LE PARDON A L’AGRESSEUR SEXUEL EST-IL POSSIBLE SANS REPENTANCE DE CELUI-CI ?

Le pasteur Jacques Poujol répond à des questions que l’on se pose souvent sur le pardon envers l’agresseur sexuel.

Est-ce que cela aide de pardonner à son agresseur, dans le cas où celui-ci ne s’est pas repenti ?

Surtout pas! Bien trop de personnes pensent qu’elles pardonnent et ne font que refouler leurs émotions. Il est important que la personne “blessée” dise qu’elle l’a été. Croire que l’on pardonne alors qu’en réalité on refoule des émotions d’injustice, de haine ou de colère, c’est se mentir à soi-même et c’est très néfaste.

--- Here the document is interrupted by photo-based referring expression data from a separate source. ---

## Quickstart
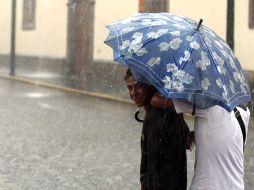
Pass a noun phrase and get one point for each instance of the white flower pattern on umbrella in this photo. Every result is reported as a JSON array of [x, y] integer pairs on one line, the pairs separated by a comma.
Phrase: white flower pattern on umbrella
[[186, 59], [154, 61], [194, 45], [174, 44], [205, 84], [204, 62]]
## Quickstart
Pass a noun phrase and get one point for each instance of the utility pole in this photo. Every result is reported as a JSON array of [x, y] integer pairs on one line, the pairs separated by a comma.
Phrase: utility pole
[[156, 6], [79, 38], [230, 23], [13, 38]]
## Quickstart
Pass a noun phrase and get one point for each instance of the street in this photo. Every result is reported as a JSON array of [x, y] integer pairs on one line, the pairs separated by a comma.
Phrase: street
[[56, 140]]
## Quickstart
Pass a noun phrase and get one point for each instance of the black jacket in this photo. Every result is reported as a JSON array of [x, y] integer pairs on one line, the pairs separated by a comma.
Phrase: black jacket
[[163, 151]]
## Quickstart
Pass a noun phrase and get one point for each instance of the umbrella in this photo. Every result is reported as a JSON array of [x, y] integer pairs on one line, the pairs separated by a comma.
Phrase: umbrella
[[183, 59]]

En croyant “pardonner”, la victime pense avoir réglé son problème, alors qu’elle ne fait que de le déplacer. Et quelques années après, on observe que la personne traverse une dépression, qu’elle souffre de problèmes psychosomatiques, etc. Dans son livre sur le pardon le théologien Jacques Buchhold écrit  “pardonner comme cela, c’est donner un chèque blanc à celui qui fait le mal.”

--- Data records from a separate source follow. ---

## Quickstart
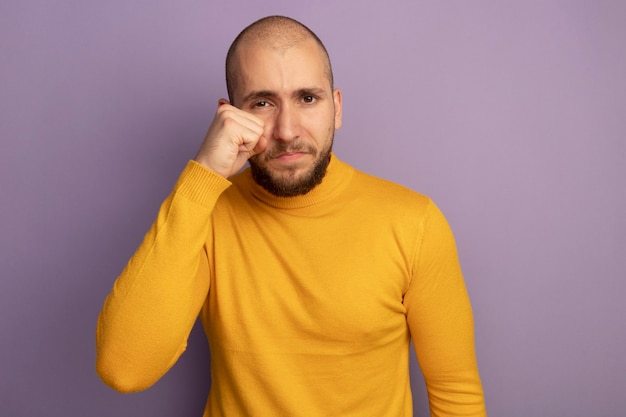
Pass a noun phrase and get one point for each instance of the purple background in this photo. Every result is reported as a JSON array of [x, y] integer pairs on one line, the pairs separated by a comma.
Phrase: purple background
[[512, 116]]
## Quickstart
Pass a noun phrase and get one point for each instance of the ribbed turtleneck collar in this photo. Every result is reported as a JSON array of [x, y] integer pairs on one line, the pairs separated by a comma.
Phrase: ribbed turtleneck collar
[[338, 175]]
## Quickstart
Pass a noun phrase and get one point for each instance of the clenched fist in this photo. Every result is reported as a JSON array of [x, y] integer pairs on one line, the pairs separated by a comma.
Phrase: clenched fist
[[233, 137]]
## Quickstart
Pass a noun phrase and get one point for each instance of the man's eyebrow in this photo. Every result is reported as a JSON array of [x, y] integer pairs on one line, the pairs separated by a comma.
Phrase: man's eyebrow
[[256, 95], [265, 94], [311, 91]]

Que faut-il penser des paroles du Christ dans la prière “Le Notre Père”: “Pardonne-nous nos offenses comme nous  pardonnons aussi à ceux qui nous ont offensés”?

Il est impossible de pardonner si le coupable ne se repent pas, si la justice n’est pas dite et les crimes reconnus. C’est à ces conditions qu’il est possible d’offrir son pardon. La Bible dit que la colère de Dieu demeure sur ceux qui ne se repentent pas.

Dans un crime, une agression, si l’agresseur n’est pas reconnu coupable par la société et par la victime, cette dernière se placera à la place du coupable. Et souvent la victime dira: “C’est de ma faute”, “si je n’avais pas été là à ce moment-là”, ou “…si je n’avais pas fait cela”, prenant sur elle la responsabilité partielle ou totale de l’agression dont elle a été la victime. Quelles qu’aient été les circonstances, la personne agressée est innocente. Ce n’est pas parce qu’une fille se promène en mini-jupe à 23h que cela donne le droit à son agresseur de la violer.

Qu’entendez-vous par repentance de la part de l’agresseur?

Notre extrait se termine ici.